Test Detroit : Become Human – Les peurs de l’IA

Libéré de son contrat d’exclusivité avec Sony, Quantic Dream est enfin en mesure de proposer son catalogue sur d’autres plateformes que la PS4. C’est ainsi que Heavy Rain et maintenant Detroit : Become Human ont trouvé leur chemin vers le PC, et c’est ce dernier qui nous intéresse ici.
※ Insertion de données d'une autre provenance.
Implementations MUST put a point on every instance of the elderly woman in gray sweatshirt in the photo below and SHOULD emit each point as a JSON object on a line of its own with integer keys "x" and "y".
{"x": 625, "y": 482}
Les fans de la production de Quantic Dream devront attendre 5 ans pour connaître la naissance d’un successeur à Beyond : Two Souls. L’équipe du studio français a passé plus de 4 ans à essayer de pousser son ADN jusqu’à la dernière ligne de défense et de livrer une histoire aux multiples embranchements, afin que chaque joueur soit libre de contrôler le destin du personnage qu’il incarne. . Comme on le dira dans un instant, l’attente en vaut clairement la peine.

Bienvenue en 2038

Nous sommes en 2038 et la ville de Detroit, battue par un effondrement économique, a réussi à renaître de ses cendres en tant que capitale mondiale de la production de robotique. La puissante société Cyberlife a été la première à développer ces créatures bizarres, et leur imitation des humains est pour le moins dérangeante. Dans ce contexte, les robots remplacent progressivement les humains dans les métiers les plus courants. Hôtesses d’accueil, enseignants, médecins… Les machines occupent désormais tellement de fonctions que leur fiabilité n’est guère remise en cause au sein de l’entreprise.
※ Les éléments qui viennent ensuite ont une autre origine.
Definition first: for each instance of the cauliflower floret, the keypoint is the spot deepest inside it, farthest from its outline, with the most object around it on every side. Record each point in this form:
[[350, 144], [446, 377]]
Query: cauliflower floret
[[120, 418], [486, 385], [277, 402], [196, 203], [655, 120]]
Cependant, la démocratisation de ces machines n’a pas été sans heurts et le chômage humain a explosé. En raison de ces chômages répétés, certaines personnes ont développé une certaine hostilité envers les robots. De plus, ces derniers ne sont pas totalement intégrés à la population, et leur laissent aussi une certaine place, faisant passer la société des jeux pour une ségrégation raciale. Mais les choses sont sur le point de changer, et certains robots commencent à montrer des signes de dysfonctionnement. Ceux que l’on appellera bientôt les « renégats » montrent des signes d’une nouvelle conscience et d’une émotion humaine qui sont très éloignées de leur agenda initial.

C’est dans ce décor gênant que vous aurez l’opportunité d’incarner trois personnages aux destins très différents, mais dont les intérêts sont liés. Carla est une femme au foyer qui s’occupe de la petite Alice, qui vit sous le joug de son père violent. Marcus est un aide domestique qui s’occupe d’un riche peintre, tandis que Connor est un robot qui assiste les forces de l’ordre sur les scènes de crime, en particulier celles impliquant des déviants.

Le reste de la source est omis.